Flashback: Radiohead Play ‘Karma Police’ on ‘Letterman’
When Radiohead played their new single “Karma Police” on The Late Show With David Letterman in August of 1997, most Americans knew them as either the “Creep” band or that group that Alicia Silverstone dismissed as “the maudlin music of the University station” in Clueless. Their new album, OK Computer, received rapturous reviews all over Europe, but in America they were still playing clubs and tiny theaters. Days before the Letterman taping, they played the Lakewood Civic Auditorium near Cleveland, which doubles as a high school auditorium.
But as the group toured relentlessly and word of their amazing album spread beyond campuses, Radiohead started to be seen as a Pink Floyd for the 1990s. They became a cool name to drop and celebrities like Brad Pitt and Jennifer Aniston started coming to their gigs. This is a dream come true for most bands, but Thom Yorke was miserable. They headlined the NEC Arena in Birmingham, England in November of 1997, a show that Yorke later described to Rolling Stone as his low point.

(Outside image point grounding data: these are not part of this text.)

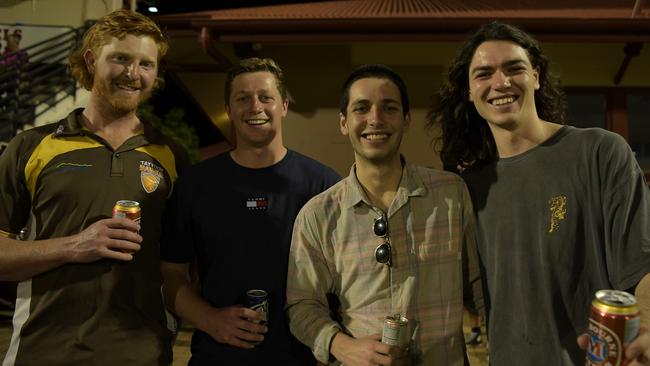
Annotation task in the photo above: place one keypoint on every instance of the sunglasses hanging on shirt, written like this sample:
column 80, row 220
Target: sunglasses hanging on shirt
column 383, row 253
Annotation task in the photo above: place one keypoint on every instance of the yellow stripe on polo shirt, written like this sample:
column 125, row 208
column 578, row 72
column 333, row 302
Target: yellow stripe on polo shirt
column 7, row 234
column 165, row 157
column 49, row 148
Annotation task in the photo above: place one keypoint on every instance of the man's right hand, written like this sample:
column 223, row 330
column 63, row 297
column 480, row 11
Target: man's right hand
column 235, row 325
column 367, row 350
column 107, row 238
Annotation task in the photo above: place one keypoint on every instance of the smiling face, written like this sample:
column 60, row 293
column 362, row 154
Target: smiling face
column 375, row 121
column 124, row 71
column 502, row 84
column 256, row 108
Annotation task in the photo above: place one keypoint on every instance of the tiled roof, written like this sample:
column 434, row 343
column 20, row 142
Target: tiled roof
column 420, row 19
column 354, row 9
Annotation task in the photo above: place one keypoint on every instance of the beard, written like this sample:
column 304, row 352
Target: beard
column 119, row 100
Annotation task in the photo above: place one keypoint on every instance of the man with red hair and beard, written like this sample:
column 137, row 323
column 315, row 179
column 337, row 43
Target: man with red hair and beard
column 89, row 284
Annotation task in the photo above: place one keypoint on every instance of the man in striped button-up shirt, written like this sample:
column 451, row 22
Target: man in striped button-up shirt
column 391, row 238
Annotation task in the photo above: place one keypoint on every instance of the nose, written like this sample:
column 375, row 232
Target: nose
column 256, row 105
column 132, row 71
column 374, row 116
column 502, row 80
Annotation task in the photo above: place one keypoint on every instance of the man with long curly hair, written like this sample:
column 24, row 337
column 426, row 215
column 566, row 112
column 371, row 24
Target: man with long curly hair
column 89, row 285
column 562, row 212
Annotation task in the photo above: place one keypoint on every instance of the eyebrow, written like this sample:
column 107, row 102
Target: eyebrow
column 505, row 64
column 366, row 101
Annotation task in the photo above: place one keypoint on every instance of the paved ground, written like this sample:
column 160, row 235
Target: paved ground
column 477, row 354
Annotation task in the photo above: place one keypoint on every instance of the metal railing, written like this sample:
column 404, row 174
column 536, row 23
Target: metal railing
column 36, row 76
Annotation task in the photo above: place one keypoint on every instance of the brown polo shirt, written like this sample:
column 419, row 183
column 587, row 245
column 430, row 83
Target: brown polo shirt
column 101, row 313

“I came off at the end of that show, sat in the dressing room and couldn’t speak,” he said. “I actually couldn’t speak. People were saying, ‘You all right?’ I knew people were speaking to me. But I couldn’t hear them. And I couldn’t talk. I’d just so had enough. And I was bored with saying I’d had enough. I was beyond that.”
Yorke still had another seven months of heavy touring in front of him, an agonizing experience chronicled in the documentary Meeting People Is Easy. “It’s a record of where we were at, rather than a celebration,” Yorke said of the movie in 2001. “I reject it now. And I find it very weird when other bands pick up on that state of mind, trying to imitate it.”